Al crescente divario economico, si aggiungono le discriminazioni sociali:
“l'analfabetismo, la difficoltà o impossibilità di accedere ai livelli
superiori di istruzione, l'incapacità di partecipare alla costruzione della
propria Nazione, le diverse forme di sfruttamento e di oppressione
economica, sociale, politica ed anche religiosa della persona umana e dei
suoi diritti, le discriminazioni di ogni tipo, specialmente quella più
odiosa fondata sulla differenza razziale” (n.15).
Per Giovanni Paolo II “è necessario denunciare l'esistenza di meccanismi
economici, finanziari e sociali, i quali, benché manovrati dalla volontà
degli uomini, funzionano spesso in maniera quasi automatica, rendendo più
rigide le situazioni di ricchezza degli uni e di povertà degli altri. Tali
meccanismi, azionati - in modo diretto o indiretto - dai Paesi più
sviluppati, favoriscono per il loro stesso funzionamento gli interessi di
chi li manovra, ma finiscono per soffocare o condizionare le economie dei
Paesi meno sviluppati” (n. 16). Il Papa inquadra tali mutamenti nel quadro
più generale della opposizione tra i blocchi (si tenga presente che nel
1987 c'era ancora l'URSS con il blocco di Paesi alleati, che era in
contrapposizione all'Alleanza atlantica).

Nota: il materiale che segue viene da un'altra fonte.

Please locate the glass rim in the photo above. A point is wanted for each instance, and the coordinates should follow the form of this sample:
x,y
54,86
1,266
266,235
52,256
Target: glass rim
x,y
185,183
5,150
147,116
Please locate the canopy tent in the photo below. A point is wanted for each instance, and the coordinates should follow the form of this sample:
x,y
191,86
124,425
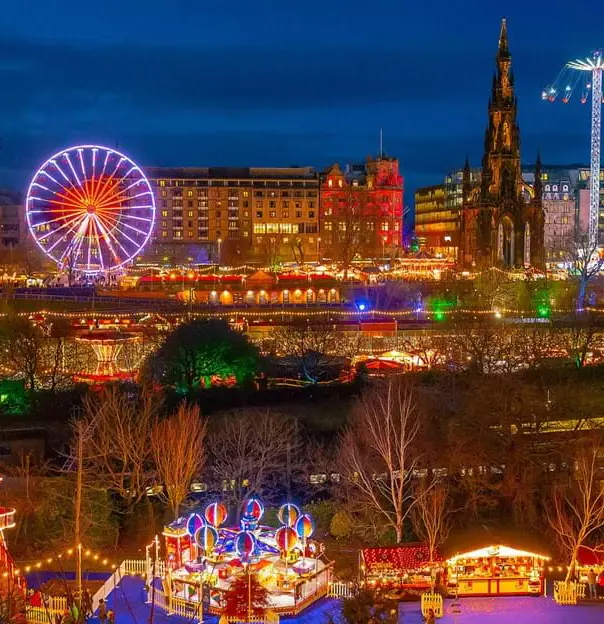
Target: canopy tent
x,y
497,551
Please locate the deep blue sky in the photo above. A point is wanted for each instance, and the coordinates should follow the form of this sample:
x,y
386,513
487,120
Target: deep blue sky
x,y
278,82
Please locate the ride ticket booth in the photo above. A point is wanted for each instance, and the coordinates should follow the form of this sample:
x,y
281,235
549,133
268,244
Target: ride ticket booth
x,y
496,571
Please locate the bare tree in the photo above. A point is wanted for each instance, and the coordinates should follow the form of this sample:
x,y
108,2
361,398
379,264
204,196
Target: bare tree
x,y
253,453
377,453
585,262
431,516
311,347
178,449
575,512
119,446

A distanza di oltre trenta anni, col mondo così cambiato, molti
insegnamenti di questa enciclica rimangono ancora attuali. Tra i più
significativi ricordo:
1) La condanna morale della produzione e del commercio di armi da guerra:
“Se la produzione delle armi è un grave disordine che regna nel mondo
odierno rispetto alle vere necessità degli uomini e all'impiego dei mezzi
adatti a soddisfarle, non lo è meno il commercio delle stesse armi. Anzi, a
proposito di questo, è necessario aggiungere che il giudizio morale è
ancora più severo” (n. 24).
2) La critica allo sviluppo indiscriminato e al consumismo: “lo sviluppo
non può consistere soltanto nell'uso, nel dominio e nel possesso
indiscriminato delle cose create e dei prodotti dell'industria umana, ma
piuttosto nel subordinare il possesso, il dominio e l'uso alla somiglianza
divina dell'uomo e alla sua vocazione all'immortalità” (n. 29).
3) Il valore della solidarietà tra gli uomini: “La solidarietà è
indubbiamente una virtù cristiana” (n. 40).
4) “L'insegnamento e la diffusione della dottrina sociale fanno parte
della missione evangelizzatrice della Chiesa. E, trattandosi di una dottrina
indirizzata a guidare la condotta delle persone, ne deriva di conseguenza
l'«impegno per la giustizia» secondo il ruolo, la vocazione, le condizioni
di ciascuno” (n. 41).
5) La necessità di non dimenticare mai il principio tipico della dottrina
sociale cristiana: “i beni di questo mondo sono originariamente destinati
a tutti. Il diritto alla proprietà privata è valido e necessario, ma non
annulla il valore di tale principio: su di essa, infatti, grava «un'ipoteca
sociale», cioè vi si riconosce, come qualità intrinseca, una funzione
sociale, fondata e giustificata precisamente sul principio della
destinazione universale dei beni" (n. 42).